Cousin- She's a distant twice removed cousin maybe to me. She's ADORABLE and sweet and quiet. I'd like her to talk more spontaneously but she can repeat things if I ask her to. Every day she comes in from gym and comes up to my desk and takes my hand for a moment, then prances off. She has long hair that's always braided, and loves princesses.

Bubbles- A very bouncy third grader who has autism. She is very affectionate and touchy feely, as well as having quite a temper. When something doesn't go her way, she has a very loud cry. Sometimes it's an autism thing, and sometimes she's just pissed off at me because I don't let her do certain things. I am getting good at telling which is which. And sometimes, I just think she's in pain or something, because it's a pain cry. I believe she's starting puberty early so maybe mood swings too. Being nonverbal and having mixed results with communication makes for a frustrating situation for Bubbles. What melts my heart every day is when she goes to a picture I have taped to the wall of me with a former student, and she points to me in the picture
and walks right to me and looks deep into my eyes and grins.

Clouds- She's got her head in the clouds a lot. She's a sweet girl. She, like Space Cadet, seems to have a loop. It's there, it's there, and oh look. Now it's gone.

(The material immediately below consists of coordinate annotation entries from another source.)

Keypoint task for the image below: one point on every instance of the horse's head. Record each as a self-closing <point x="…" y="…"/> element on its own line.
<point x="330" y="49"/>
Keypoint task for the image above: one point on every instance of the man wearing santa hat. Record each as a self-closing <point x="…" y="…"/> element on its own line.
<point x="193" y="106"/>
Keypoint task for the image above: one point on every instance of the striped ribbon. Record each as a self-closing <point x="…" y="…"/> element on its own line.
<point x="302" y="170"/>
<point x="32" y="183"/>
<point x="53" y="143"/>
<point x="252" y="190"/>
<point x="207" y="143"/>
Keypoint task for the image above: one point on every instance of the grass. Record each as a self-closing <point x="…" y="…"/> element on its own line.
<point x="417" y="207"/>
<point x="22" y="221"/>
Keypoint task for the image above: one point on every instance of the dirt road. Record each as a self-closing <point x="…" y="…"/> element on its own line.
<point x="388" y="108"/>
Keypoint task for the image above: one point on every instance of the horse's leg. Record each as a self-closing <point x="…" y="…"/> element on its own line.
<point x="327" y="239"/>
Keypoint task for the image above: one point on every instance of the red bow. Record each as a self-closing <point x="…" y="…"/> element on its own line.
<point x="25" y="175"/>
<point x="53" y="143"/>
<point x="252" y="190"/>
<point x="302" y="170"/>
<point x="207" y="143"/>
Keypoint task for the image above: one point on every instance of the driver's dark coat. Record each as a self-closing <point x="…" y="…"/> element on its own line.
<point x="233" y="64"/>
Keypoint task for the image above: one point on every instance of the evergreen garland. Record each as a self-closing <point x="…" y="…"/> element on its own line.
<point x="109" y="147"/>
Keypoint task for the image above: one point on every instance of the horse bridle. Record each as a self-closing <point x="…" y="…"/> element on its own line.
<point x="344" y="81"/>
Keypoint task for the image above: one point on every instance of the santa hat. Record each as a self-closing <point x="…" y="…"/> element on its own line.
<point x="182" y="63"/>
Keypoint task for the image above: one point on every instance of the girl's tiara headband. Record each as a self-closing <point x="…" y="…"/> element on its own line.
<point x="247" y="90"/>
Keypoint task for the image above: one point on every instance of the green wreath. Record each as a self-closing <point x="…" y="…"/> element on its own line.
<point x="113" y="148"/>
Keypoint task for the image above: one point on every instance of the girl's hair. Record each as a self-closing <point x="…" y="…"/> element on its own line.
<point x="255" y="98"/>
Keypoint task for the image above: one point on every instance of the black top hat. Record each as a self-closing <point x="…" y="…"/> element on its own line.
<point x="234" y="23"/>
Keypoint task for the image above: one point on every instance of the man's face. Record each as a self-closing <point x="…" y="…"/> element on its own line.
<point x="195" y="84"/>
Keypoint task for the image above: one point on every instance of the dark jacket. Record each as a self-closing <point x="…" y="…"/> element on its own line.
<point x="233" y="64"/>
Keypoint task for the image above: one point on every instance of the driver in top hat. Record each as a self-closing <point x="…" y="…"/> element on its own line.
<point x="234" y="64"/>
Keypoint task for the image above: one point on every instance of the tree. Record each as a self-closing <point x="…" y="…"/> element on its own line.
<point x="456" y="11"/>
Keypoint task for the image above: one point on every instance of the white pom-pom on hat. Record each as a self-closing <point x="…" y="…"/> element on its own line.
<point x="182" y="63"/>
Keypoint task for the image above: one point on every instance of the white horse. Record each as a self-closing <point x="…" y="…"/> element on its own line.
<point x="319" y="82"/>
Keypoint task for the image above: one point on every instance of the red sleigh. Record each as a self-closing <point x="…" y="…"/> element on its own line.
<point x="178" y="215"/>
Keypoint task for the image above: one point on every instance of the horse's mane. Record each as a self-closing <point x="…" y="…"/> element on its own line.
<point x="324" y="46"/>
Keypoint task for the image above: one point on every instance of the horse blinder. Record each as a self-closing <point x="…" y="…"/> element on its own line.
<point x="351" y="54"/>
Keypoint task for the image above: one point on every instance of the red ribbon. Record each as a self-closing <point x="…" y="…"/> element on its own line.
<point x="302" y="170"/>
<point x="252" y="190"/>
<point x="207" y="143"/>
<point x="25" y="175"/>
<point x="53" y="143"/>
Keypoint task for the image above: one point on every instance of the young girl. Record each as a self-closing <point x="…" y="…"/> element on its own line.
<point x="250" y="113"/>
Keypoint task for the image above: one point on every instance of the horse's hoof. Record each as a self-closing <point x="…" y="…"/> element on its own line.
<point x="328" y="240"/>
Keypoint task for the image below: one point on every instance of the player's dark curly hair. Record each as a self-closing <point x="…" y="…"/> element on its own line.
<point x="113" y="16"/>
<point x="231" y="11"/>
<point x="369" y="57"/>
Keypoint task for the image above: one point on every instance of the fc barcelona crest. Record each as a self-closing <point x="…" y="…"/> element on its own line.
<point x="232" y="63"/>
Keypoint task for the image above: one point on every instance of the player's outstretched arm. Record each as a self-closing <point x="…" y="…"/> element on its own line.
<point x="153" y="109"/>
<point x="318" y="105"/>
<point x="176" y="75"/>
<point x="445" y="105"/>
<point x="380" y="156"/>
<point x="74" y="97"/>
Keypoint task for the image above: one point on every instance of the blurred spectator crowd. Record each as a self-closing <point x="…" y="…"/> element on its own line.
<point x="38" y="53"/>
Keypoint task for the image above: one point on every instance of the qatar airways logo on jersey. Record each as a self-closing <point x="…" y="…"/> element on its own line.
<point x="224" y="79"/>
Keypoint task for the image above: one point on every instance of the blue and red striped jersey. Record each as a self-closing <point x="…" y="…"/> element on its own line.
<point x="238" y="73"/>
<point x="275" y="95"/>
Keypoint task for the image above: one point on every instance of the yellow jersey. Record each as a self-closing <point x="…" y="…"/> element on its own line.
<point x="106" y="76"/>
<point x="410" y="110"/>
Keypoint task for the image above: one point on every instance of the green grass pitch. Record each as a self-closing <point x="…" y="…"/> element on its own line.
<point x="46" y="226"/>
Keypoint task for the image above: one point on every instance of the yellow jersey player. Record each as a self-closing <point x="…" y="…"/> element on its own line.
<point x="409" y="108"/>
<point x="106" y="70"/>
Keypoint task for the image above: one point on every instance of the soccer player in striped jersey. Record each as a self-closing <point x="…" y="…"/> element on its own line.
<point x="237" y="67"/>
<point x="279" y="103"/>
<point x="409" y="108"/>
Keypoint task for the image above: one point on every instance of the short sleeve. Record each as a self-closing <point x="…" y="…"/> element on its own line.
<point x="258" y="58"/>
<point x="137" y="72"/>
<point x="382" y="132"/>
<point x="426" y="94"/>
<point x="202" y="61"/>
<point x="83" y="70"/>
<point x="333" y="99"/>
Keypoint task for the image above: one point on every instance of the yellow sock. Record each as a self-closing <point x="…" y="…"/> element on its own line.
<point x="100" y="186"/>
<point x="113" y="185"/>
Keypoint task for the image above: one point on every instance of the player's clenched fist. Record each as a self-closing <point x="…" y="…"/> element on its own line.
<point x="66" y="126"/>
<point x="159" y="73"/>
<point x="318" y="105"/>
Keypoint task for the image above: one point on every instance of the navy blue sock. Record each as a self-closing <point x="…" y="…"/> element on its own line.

But she is affectionate and kind and likes to take care of others.

Sassy- She's a tiny little thing who pretty much refuses to walk anywhere without holding an adult's hand. She can talk, but is very shy and hardly ever does. She isn't in school much. She's sick a lot and has seizures.

Pigtails- Pigtails is the cutest little thing. Unfortunately she takes so much seizure medication (one of which affects cognition and ambulation) that she is in a haze all day. She sleeps a lot and isn't always aware of what's going on. She uses a wheelchair but is capable of walking holding one hand unless she's had a recent seizure. But it makes me so happy when she smiles, and gives eye contact.

X- I couldn't figure out a name for him. He has Fragile X Syndrome so I went the easy route and stuck with X. He is half day in my room, and half day in my friend's autism resource room. He doesn't have autism but Fragile X has some similarities and he does well in there in her reading program.

Parrot- It's not just that he is echolalic. That would make this a sort of borderline rude nickname. But he DOES repeat a lot, and one day we had a parrot on his puzzle and we said, just like you, right? And he repeated parrot over and over and giggled. He giggles a lot. It gets chaotic sometimes, because when we laugh, he imitates us laughing which only makes us laugh more. This goes on and on. I love him and his little voice. He uses a walker and likes to get a running start and lift his legs up so he just coasts along.